For each predicted protein, transit peptides were first predicted independently using TargetP v2.0 (-org pl), SignalP v6 (–organism eukarya –mode fast), WoLF PSORT (plant mode), Predotar, and ChloroP v1.1. Subcellular localization is determined based on the consensus from these predictions confirmed in three or more programs.

Analysis of homologous proteins

To identify homologous proteins of the predicted P. cordatum proteins, we compiled a comprehensive protein sequence database (1,554,705 sequences from 31 dinoflagellate taxa; Additional File 3: Table S27) using available genome or transcriptome data. All data from the MMETSP database [110] were downloaded from [111]. For species where there were multiple datasets for the same isolate, the protein sequences were clustered at 90% sequence identity using CD-HIT v4.8.1 [92] to reduce redundancy. Using these 31 sets of protein sequences, homologous sets were then identified based on clustering of protein sequences based on sequence identity using OrthoFinder v2.3.8 [112] at default settings.

Identification of mRNA editing sites

Putative mRNA editing events were identified from single-nucleotide variations observed in genome sequence reads versus RNA-Seq reads. An observed nucleotide variation in the RNA-Seq reads but not in genome sequence reads is considered a potential mRNA edited site. Briefly, 25% of all genome sequence reads (randomly sampled) were mapped to the final genome assembly using bwa-mem v0.7.17-r1188 [113]. Trimmed RNA reads from each sample (6 conditions × 3 replicates) were mapped to the genome assembly separately with HISAT2 v2.2.1 [93] using default parameters (–no-discordant) and a HGFM index that was built using known exons and splice sites from the predicted gene models. PCR duplicates were marked by MarkDuplicates implemented in Picard v2.23.8 [114]. For each condition, mapping of RNA-Seq reads was compared with the mapped genome sequence reads using JACUSA v2 (call-2 -F 1024 -P2 RF-FIRSTSTRAND -s -a D,Y,H:condition = 1) [115]. We follow the authors’ recommendation to assess the statistical significance of an mRNA edited site. A site is considered statistically significant if it meets all the requirements: (a) a score > 1.15; (b) coverage of genome reads > 10; (c) coverage of RNA reads from each condition > 5; (d) number of putative editing type is < 2; (e) the editing site is present in all three replicates.
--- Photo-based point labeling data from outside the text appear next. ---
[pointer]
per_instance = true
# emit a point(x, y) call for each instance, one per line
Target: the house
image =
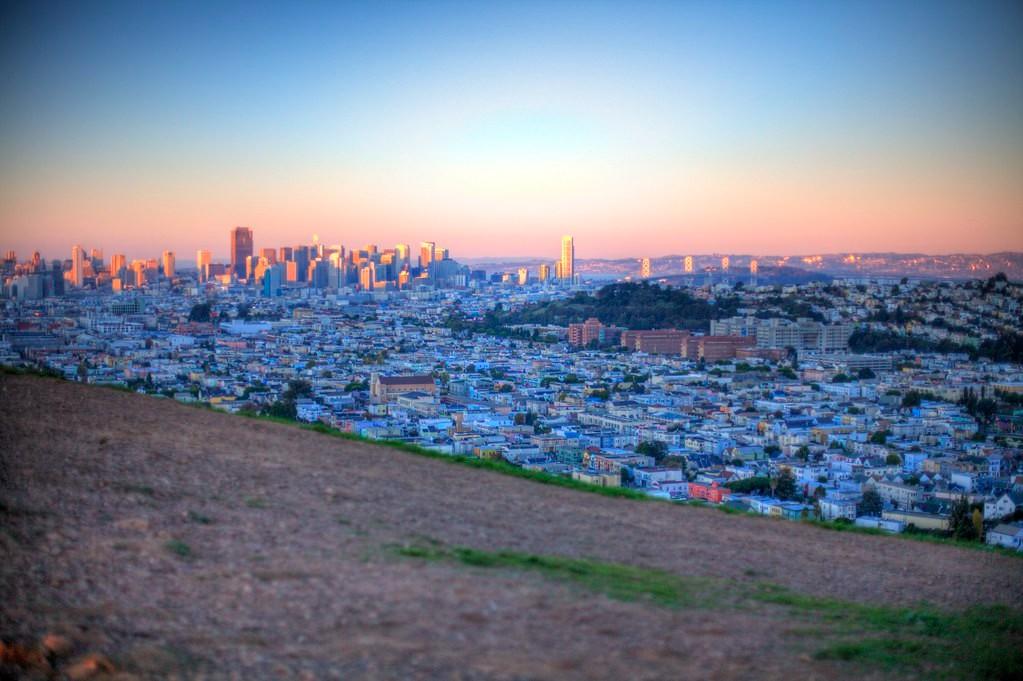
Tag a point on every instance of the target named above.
point(647, 475)
point(873, 523)
point(712, 492)
point(1009, 535)
point(597, 478)
point(835, 508)
point(1004, 505)
point(384, 389)
point(919, 519)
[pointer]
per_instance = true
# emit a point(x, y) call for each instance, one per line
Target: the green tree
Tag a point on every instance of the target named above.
point(961, 520)
point(281, 409)
point(879, 437)
point(912, 399)
point(653, 448)
point(871, 504)
point(786, 485)
point(297, 389)
point(199, 312)
point(755, 485)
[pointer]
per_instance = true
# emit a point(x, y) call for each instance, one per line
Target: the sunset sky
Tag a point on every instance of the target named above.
point(494, 128)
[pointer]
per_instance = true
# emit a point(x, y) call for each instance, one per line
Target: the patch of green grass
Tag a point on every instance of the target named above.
point(616, 581)
point(131, 488)
point(915, 536)
point(179, 548)
point(980, 642)
point(502, 467)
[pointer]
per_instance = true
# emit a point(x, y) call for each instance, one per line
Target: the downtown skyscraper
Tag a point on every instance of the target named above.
point(241, 248)
point(567, 263)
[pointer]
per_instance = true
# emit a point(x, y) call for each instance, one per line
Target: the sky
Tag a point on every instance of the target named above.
point(493, 128)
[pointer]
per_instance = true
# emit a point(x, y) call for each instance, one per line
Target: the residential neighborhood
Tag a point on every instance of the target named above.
point(781, 418)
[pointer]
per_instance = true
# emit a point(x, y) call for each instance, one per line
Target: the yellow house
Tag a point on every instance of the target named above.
point(919, 519)
point(598, 479)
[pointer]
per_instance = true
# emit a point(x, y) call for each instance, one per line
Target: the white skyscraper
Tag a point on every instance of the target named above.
point(568, 259)
point(77, 266)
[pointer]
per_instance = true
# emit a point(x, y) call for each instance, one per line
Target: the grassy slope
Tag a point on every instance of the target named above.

Analysis of horizontal gene transfer

To identify putative horizontal gene transfer (HGT), P. cordatum proteins were searched (BLASTP, E ≤ 10−5) against a customized protein sequence database that consist of 2,773,521 proteins from 82 other eukaryotes (Additional File 3: Table S28) and 688,212 proteins from 543 single-cell assembled genomes (SAGs) of prokaryotes [49] (Additional File 3: Table S29). Excluding hits to other Prorocentrum proteins, P. cordatum proteins that have a bacterial top hit are considered results of HGT involving P. cordatum and bacteria. To support the inferences of putative HGT, we employed OrthoFinder v2.5.4 [112] to infer homologous protein sets from all the involved proteins (i.e., P. cordatum proteins, proteins from other eukaryotes and SAGs). Homologous protein sequence sets that contain P. cordatum proteins implicated in HGT were multiply aligned using MAFFT v7.453 [116] at –maxiterate 1000. Trimmed with trimAl v1.4.1 [117] using parameter -automated1, the alignments were used to infer phylogenetic trees using IQ-TREE2 [118] at -B 2000 -T AUTO.
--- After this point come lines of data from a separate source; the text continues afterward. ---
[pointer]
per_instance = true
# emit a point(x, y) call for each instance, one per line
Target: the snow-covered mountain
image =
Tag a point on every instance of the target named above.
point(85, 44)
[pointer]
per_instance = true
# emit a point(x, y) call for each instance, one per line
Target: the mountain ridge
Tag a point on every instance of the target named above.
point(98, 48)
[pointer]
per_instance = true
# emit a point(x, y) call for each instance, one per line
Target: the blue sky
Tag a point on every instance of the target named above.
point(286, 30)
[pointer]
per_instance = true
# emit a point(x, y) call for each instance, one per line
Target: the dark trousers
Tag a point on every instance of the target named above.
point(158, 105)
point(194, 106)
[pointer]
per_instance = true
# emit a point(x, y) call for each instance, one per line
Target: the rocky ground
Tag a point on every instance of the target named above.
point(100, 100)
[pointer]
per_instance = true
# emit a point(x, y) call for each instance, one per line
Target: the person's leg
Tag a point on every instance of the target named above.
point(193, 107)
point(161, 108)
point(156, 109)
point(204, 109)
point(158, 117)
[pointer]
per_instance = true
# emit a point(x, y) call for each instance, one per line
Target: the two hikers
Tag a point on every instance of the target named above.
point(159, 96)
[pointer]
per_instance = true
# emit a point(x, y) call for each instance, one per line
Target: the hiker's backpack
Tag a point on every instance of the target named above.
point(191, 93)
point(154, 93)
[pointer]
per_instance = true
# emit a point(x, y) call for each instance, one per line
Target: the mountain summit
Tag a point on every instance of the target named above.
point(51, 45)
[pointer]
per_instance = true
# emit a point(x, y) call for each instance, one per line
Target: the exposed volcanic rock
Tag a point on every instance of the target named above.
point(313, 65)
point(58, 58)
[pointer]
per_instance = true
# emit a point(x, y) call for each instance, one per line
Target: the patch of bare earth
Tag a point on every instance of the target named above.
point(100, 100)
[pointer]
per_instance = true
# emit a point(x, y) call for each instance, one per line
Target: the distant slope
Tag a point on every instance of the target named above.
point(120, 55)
Integrated mixOmics analysis

We conducted a multi-omics analysis in P. cordatum using the proteomic and transcriptomic data to identify a systems level heat stress response across the growth phases using the mixOmics package [119] in R. Transcriptome FPKM values were first log2 transformed prior to quality filtering with normalized proteomic data, requiring features be present across 75% of samples. Selected features represented the top 25 and 50% most variable transcripts (15,097) and proteins (259), respectively, that were present across 75% of the samples. These features were then input to mixOmics for Data Integration Analysis for Biomarker discovery using a Latent cOmponents (DIABLO) [59].

We conducted performance testing of the initial model to identify the number of latent components that contained a multi-omics signature using Mfold validation with 5 folds and 50 repeats. This suggested two latent components as the best fits for the model. We then performed final model tuning using the max distance to select diagnostic features for both component 1 (RNA-Seq: 170, proteins: 30) and component 2 (RNA-Seq: 190, proteins: 40). Ordination of all features indicate the separation of the three temperature levels for both transcriptome and proteome features. The transcriptome and proteome features selected for component 1 discriminate a common heat stress response at both 26 and 30°C (Additional File 2: Fig. S9, Additional File 3: Table S12) and for component 2, a heat stress response specific to either 26 or 30°C (Additional File 2: Fig. S10, Additional File 3: Table S12). The variates for the pathways from both components were then input to NetworkAnalyst [120] for KEGG pathway over-representation analysis to identify functional categories that were enriched in each network.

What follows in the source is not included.